Closed meiao closed 2 years ago
@Stephan202 I believe someone in your team/company reached out for support regarding this. If you are interested in testing it, we've got this PR that gave us a small performance improvement on a small test application. Or you can get a custom jar from our action (needs to be logged in on GH) at: https://github.com/newrelic/newrelic-java-agent/actions/runs/2556404809
@meiao great! Indeed, @Ptijohn filed the internal ticket. I'll try to get us to test #895 ~some time this week; stay tuned :)
@Ptijohn and I tested #895 by applying it on top of version 7.8.0. The following graph shows the response times for the key transaction that was most impacted:
So we'd say the code has the desired impact. :heavy_check_mark:
@Stephan202 @Ptijohn We've conducted some more testing on that PR and found out it was not ready for GA. There were some thread hops that were not being captured by our instrumentation, which resulted in loss of visibility for anything that happened after that. One specific case was HTTP requests using Spring WebClient under Netty Reactor. For now, work on this issue will be stopped due to other commitments.
Identified that we will not be able to further address this, without breaking the instrumentation fix for thread hops.
@kford-newrelic this is very unfortunate. It basically means that we'll forever (well, for as long as we use New Relic...) need to deploy a custom fork of the agent with #538 reverted. To be honest, as a customer it's hard to see how that's considered acceptable. We're talking about Spring here, not some obscure framework.
It would be great to understand (in as much technical detail as is necessary) why this issue can't be fixed in the New Relic Agent. We also have a few deployments running the OTEL Agent, and it provides vastly superior support for thread-switching (as in: "it just works"), without any customization and with overhead way less than what can be seen the graph above. (Can't give exact numbers; it's been a while since I tested.)
@Stephan202 we appreciate your feedback and frankly we’d rather fix this issue too but at the moment, with the current design of the agent, we don’t know how to reduce the extra cycles needed to properly lookup/link tokens and still keep the instrumentation needed for it to be correct - and that was after ~3 weeks of dedicated, heads-down, deep focus.
We first noticed that there was an issue with some of our instrumentation because when applications used the Spring WebClient, there were extra thread hops that were unaccounted for that resulted in transactions not properly capturing all the recorded segments. That was just one trigger that we noticed - we assume there could be others that we haven't yet run across.
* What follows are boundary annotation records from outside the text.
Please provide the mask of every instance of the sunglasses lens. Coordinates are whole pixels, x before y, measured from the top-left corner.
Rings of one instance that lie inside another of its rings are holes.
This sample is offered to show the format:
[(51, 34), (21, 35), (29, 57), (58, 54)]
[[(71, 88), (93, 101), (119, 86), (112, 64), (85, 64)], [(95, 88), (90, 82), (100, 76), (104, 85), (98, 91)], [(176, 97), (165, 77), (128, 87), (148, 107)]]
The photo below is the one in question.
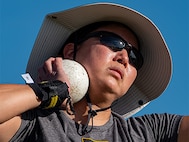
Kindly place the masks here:
[(125, 47), (125, 42), (112, 36), (102, 36), (100, 42), (115, 52), (121, 51)]

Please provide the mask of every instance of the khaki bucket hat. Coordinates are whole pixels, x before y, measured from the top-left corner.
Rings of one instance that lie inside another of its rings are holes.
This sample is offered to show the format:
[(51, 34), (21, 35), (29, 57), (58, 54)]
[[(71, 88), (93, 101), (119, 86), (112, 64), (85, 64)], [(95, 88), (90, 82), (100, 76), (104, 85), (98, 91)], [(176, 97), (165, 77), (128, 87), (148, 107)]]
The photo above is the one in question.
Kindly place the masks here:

To fix this issue, we had to include code that properly handles the token linking but as your team noticed, those extra compute cycles come with a cost that we just don’t know how to mitigate at the moment.
Description
A customer experienced decreased performance in his application after upgrading from agent 7.4.3 to 7.5.0.
After investigation, he was able to pinpoint the cause to PR #538.
They built a custom version of the 7.5.0 agent without that PR and the performance was similar to 7.4.3.